But what really bugs me is that no one else seemed uncomfortable, no one else seemed completely lost. They all acted normally - nothing was a surprise, nothing was unusual. And I thought "How the hell do they do it??" while gaping at graphs and charts filled with Salmonella recognition info. Then some time ago I found myself in a situation that was not unusual, but still unfamiliar, and I acted just as I had seen people do. Nonchalant-ly. Indifferent. And it suited me. It was still fiction, but there was no other way to react. So that got me thinking that perhaps all those people back at the lab (and so many others) were doing just that. Too lazy to figure something else out. Adopting what they had once saw, read or heard about.
When I moved schools, from the mostly traditional to the mostly "cool", it was a shock. I couldn´t find anything, I couldn´t understand why the teachers actually presented themselves as people, with ideas and classes that went further than the rulebook suggested. I couldn´t understand how grades could be improved with some begging, and deadlines postponed with feasable explanations. That had certainly never happened before. And four years later, it still freaks me out sometimes. So how long do you have to be in contact with something until that becomes familiar? Or acceptance has nothing to do with time? I´m pretty sure if I go back to the old school, it won´t feel non-awkward either.

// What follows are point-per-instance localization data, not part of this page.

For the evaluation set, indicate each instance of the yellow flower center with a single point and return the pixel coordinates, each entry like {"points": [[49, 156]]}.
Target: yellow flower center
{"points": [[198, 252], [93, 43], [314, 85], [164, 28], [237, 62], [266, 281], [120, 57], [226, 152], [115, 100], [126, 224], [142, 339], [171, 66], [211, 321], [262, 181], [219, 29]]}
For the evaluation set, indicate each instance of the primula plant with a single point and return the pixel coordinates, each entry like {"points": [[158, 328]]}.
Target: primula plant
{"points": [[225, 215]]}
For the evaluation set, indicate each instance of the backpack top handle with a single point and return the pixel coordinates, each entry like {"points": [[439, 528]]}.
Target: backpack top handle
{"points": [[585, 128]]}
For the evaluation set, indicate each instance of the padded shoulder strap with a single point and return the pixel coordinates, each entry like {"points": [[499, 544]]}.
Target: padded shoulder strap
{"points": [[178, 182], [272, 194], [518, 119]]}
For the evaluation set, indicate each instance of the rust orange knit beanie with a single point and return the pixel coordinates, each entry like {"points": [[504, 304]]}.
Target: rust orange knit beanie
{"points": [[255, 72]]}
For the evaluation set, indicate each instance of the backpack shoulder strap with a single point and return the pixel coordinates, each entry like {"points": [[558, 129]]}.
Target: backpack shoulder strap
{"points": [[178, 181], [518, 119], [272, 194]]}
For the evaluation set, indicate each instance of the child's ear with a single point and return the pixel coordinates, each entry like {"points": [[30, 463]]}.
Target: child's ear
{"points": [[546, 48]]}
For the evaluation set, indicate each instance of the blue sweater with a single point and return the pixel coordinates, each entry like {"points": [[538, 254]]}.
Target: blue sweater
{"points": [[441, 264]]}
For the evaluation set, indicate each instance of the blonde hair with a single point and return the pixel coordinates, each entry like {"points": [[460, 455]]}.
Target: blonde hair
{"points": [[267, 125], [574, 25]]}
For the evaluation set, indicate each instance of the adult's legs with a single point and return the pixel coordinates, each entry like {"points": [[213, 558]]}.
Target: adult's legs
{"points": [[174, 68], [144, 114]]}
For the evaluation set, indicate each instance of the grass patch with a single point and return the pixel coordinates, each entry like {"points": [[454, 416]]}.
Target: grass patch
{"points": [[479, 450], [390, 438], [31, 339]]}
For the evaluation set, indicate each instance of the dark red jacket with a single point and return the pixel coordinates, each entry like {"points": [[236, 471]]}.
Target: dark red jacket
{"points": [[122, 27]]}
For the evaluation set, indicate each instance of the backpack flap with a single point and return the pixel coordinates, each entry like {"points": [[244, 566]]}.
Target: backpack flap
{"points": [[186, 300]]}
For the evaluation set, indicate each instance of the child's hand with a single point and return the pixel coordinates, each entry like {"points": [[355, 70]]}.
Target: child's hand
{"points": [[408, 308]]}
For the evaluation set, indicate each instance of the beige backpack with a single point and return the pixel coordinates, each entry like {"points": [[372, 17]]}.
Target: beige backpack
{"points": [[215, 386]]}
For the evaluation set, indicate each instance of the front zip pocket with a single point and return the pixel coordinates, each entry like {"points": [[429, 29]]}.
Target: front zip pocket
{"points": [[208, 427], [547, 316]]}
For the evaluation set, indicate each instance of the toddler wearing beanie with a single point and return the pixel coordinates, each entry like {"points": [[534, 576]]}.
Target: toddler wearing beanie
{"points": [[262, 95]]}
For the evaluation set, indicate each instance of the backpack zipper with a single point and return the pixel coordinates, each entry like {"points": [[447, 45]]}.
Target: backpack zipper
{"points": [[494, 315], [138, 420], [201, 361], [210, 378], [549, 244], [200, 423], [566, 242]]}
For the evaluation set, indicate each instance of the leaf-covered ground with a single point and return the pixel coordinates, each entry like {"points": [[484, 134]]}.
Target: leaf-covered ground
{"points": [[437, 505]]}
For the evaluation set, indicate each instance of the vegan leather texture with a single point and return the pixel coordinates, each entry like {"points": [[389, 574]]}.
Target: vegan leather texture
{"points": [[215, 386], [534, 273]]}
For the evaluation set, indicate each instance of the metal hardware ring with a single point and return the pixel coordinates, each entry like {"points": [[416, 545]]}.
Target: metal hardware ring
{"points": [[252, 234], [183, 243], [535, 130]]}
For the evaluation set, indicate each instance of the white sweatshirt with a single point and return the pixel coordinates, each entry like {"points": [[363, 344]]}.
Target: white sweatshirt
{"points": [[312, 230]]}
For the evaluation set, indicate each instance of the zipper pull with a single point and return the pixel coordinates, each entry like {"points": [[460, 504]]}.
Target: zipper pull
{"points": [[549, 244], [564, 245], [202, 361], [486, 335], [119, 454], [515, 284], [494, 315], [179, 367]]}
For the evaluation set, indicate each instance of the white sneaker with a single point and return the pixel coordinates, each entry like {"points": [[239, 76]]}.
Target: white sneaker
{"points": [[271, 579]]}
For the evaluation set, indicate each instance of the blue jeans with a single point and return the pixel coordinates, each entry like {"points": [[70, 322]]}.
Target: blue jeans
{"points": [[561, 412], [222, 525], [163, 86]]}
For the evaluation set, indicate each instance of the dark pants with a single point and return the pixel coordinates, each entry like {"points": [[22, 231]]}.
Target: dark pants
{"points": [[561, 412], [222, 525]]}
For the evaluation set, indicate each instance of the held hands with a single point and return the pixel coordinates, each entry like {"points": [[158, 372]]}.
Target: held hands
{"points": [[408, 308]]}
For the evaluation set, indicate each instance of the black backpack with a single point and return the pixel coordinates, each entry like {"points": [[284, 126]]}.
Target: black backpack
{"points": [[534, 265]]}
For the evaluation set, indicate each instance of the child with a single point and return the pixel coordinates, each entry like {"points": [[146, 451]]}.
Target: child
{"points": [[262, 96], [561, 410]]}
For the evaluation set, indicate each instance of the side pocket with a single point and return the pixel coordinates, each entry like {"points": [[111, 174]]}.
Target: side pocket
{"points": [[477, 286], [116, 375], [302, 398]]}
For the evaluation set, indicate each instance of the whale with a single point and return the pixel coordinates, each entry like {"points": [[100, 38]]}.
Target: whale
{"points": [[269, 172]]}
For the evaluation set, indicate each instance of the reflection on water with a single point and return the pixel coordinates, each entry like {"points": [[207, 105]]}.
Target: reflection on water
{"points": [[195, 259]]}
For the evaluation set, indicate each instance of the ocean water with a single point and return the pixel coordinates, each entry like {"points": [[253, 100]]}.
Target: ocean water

Things are just too damn weeeird. Slowly trying to change the "everything that is not customary is essencially problematic" kind of reasoning. Any suggestions?

Um comentário:

  1. So how long do you have to be in contact with something until that becomes familiar? Or acceptance has nothing to do with time?

    You're mistaking familiarity with acceptance. After a couple of times you accept that whatever is happening will happen even if you think it's strange. But you will always think it's strange.

    And about the not knowing what to do and how that felt weird and everybody else acting normal, well, that's what they're doing: acting. More than usual you gotta act your way through situations, usually abnormal situations. You got to pretend even if it's bothering you. Act out. And then you'll accept it.

    But trust me, it won't stop being weird. Unless what you thought was normal before starts being weird in replacement.